Which M365 Apps Does Copilot Work In?
As of early 2026, Copilot is embedded in the following Microsoft 365 applications:
Word
Draft documents from a prompt, rewrite sections, summarise long documents, change tone. You can point it at existing files ("draft a proposal based on the SOW we sent to Client X") and it'll pull from your SharePoint/OneDrive content.
Excel
Analyse data using natural language ("what were our top 5 products by revenue last quarter?"), create formulas, generate charts, highlight trends. Excel Copilot has improved significantly since its initial release, but it still struggles with very large or complex datasets — don't expect it to replace a proper BI tool.
Outlook
Summarise long email threads, draft replies, prioritise your inbox, pull action items from conversations. This is where most users see the fastest time savings.
Teams
Summarise meetings you missed (or attended but zoned out in), pull action items from transcripts, draft follow-up messages. Meeting recap is genuinely one of Copilot's strongest features — it saves hours per week for people in back-to-back meetings.
PowerPoint
Generate slide decks from prompts or existing documents, redesign slides, add speaker notes. The output quality varies — you'll almost always need to edit and polish the results, but it gives you a solid starting point instead of a blank slide.
SharePoint & OneDrive
Search across your document libraries using natural language, get summaries of documents without opening them, find information across sites. This is powerful when your SharePoint environment is well-organised. When it's not... it can surface things people probably shouldn't see.

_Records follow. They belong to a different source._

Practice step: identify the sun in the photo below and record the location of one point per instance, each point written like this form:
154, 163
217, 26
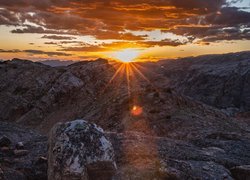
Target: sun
126, 55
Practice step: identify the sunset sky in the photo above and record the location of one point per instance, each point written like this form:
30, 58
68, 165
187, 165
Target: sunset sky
144, 30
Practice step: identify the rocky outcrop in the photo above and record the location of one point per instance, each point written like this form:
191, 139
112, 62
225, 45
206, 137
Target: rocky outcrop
23, 155
222, 81
39, 96
80, 150
79, 147
241, 172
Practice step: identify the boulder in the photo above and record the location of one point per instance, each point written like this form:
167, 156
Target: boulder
5, 141
241, 172
79, 150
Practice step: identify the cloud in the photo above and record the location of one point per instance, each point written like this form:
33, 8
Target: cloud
32, 51
55, 37
198, 20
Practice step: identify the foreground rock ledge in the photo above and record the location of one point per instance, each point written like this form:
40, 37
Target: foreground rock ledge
79, 150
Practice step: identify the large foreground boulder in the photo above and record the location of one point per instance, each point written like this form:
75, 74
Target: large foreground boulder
79, 150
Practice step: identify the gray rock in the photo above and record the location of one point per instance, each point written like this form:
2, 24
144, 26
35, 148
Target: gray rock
79, 150
22, 166
241, 172
5, 141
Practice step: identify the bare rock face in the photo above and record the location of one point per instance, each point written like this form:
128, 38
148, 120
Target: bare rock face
241, 172
30, 162
79, 150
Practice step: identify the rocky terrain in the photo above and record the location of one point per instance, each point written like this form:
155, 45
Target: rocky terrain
173, 119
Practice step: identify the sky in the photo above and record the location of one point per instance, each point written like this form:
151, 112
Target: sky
126, 30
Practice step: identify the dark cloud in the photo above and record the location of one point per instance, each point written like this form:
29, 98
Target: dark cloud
55, 37
202, 20
32, 51
10, 51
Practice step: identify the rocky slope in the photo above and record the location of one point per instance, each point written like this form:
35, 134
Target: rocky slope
164, 119
23, 153
39, 96
222, 81
223, 155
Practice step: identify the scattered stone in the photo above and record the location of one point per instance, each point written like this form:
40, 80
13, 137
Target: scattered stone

Microsoft 365 Chat (formerly Bing Chat Enterprise)
A standalone chat interface that can search across all your M365 data — emails, files, chats, meetings — and answer questions. Think of it as a company-wide search engine that actually understands context.
Copilot Pages
A newer addition — Copilot Pages lets you take AI-generated content from a chat and turn it into a collaborative document that your team can edit together in real time. It sits somewhere between a Teams chat and a full Word document, and it's useful for quickly turning a brainstorming session or research query into something shareable.
What Licence Do You Need?
This is where it gets a bit involved. Copilot for Microsoft 365 is an add-on licence. You can't just buy it on its own — you need a qualifying base licence first.
Qualifying Base Licences
Microsoft 365 Business Standard or Business Premium (for businesses up to 300 users)
Microsoft 365 E3 or E5 (enterprise)
Office 365 E3 or E5 (legacy plans — still qualify)
Then you add the Microsoft 365 Copilot licence on top, at a per-user monthly fee (roughly contact us for pricing depending on exchange rates and your licensing agreement). There's no minimum seat count anymore — Microsoft dropped the 300-seat minimum in late 2024.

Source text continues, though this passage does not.